Hacker News new | ask | show | jobs
by ben509 2722 days ago
It's wrong to claim indexes are "for" numbers and ASCII. They're for names of things, and names fill in the propositions the relational model is built on.

If you're using surrogate keys for everything, it means your tools are broken or you don't trust them. It may be the least worst available option to plaster over them, but you shouldn't accept that as a best practice.

> For strings that have encodings and locales, you likely need a full-text index, provided by your DB or by something like Solr / ElasticSearch.

Really, a reverse index, which, as its name implies, does the opposite of what you want if you're trying to index something.

Those products "work" by doing text preprocessing (stemming and such), which anyone can do, and then they toss a bunch of garbage back and let the user sort through it.

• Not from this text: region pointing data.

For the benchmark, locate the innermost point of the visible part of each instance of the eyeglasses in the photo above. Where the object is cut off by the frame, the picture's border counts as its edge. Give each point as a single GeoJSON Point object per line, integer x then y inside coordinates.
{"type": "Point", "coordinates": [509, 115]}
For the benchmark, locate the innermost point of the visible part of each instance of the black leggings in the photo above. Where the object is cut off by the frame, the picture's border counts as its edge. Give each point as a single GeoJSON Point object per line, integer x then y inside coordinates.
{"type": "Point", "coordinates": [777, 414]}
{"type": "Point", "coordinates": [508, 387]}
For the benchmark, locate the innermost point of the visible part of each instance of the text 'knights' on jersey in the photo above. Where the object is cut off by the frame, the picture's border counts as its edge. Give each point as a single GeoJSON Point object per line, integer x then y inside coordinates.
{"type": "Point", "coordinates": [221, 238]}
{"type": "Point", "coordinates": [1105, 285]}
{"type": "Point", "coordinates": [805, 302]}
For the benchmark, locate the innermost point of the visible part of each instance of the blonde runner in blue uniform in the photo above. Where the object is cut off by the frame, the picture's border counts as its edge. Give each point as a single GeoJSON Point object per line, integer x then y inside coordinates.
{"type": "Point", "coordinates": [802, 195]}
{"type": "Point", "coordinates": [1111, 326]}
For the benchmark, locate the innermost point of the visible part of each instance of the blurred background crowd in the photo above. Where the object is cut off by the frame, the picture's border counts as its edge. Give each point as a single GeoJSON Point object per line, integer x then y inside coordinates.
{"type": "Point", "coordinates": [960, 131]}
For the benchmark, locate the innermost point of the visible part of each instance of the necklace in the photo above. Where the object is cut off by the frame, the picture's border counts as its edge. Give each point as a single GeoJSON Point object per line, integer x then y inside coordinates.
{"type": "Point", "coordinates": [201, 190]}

That doesn't solve the problem a database index is trying to address.

1 comments

Indexes are not "for", they will happily index anything. But they are "best used for" certain things.

Tools are not broken; reality is. So you have to work around assumptions that are pertinent to blind usage of technology.

You need to think how to use a tool (such as a Unicode-capable DB text type) to get a correct result. And first you need to understand what constitutes the correct result. Else you may end up with strings that are equally correct and nominally equal, but bytewise different, so search by index fails.

So in summary it's a hard problem and requires some smarts to get right? Then we agree.

Retreating to ASCII is not the answer, and "full text search engines" don't even solve the same class of problem, such as say paginating a list of local towns by name.